Technical Reviewers: Steve Schmidt, Mike Purtell, Mark Souza, Juergen Thomas, Peter Scharlock, Burzin Patel, Prem Mehra, James Podgorski, Joseph Sack, Alexey Yeltsov, Tom Davidson, Thomas Kejser, Lindsey Allen, Yuriy Toropov, Glenn Berry (SQL Server MVP)

Overview

This is the second part of the article Tuning the Performance of Backup Compression in SQL Server 2008. In the first part we described the benefits of backup compression, a methodology on how to tune backup compression for best performance, and shared some best practices.

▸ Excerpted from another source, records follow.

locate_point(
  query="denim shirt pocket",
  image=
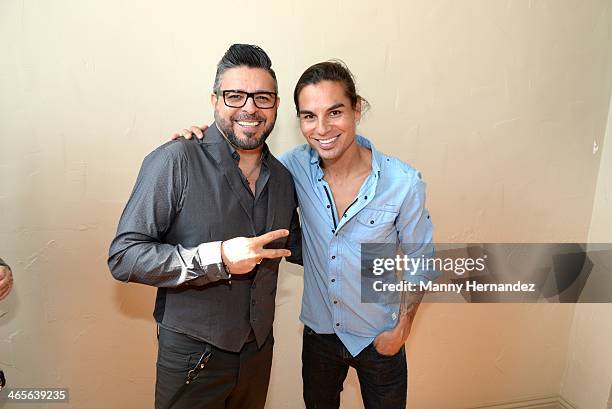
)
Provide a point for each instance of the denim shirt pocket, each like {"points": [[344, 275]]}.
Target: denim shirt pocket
{"points": [[374, 226]]}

In this second part, we describe some more considerations in tuning backup compression, and how backup compression interacts with other important features in Microsoft SQL Server 2008. Specifically, we will discuss the following:

  • Tuning BUFFERCOUNT and MAXTRANSFERSIZE
  • Memory used by backup compression
  • Backup compression and log shipping
  • Backup compression and data compression
  • Backup compression and transparent data encryption

Understanding the tuning techniques and the interoperability of backup compression with other features discussed in this article can help you get the best out of the backup compression feature.

Tuning BUFFERCOUNT

As described in Part 1 of the article, default BUFFERCOUNT is determined by SQL Server based on the number of database volumes and backup devices. If the database files are spread across several disk volumes and/or there are a large number of backup devices, the default BUFFERCOUNT value may provide optimal backup performance, and you may not need to tune BUFFERCOUNT further. As discussed in Part 1, you can use the trace flags 3605 and 3213 to find out the default BUFFERCOUNT value used in your backup. However, if the database files are spread across too few disk volumes and/or there are a small number of backup devices, the default BUFFERCOUNT value may not provide optimal backup performance. Tuning BUFFERCOUNT explicitly may improve backup performance.

Part2Fig1

Figure 1: Backup time and CPU utilization with varying BUFFERCOUNT

As illustrated in Figure 1, increasing BUFFERCOUNT results in reduced backup time, at the cost of higher CPU utilization. Your results may vary depending upon your database size, storage layout, and server capacity; however, you will notice that the impact of increasing BUFFERCOUNT on backup performance tends to reduce as BUFFERCOUNT is increased beyond a certain value. In our test, the curve tends to flatten out as we increase BUFFERCOUNT beyond 50.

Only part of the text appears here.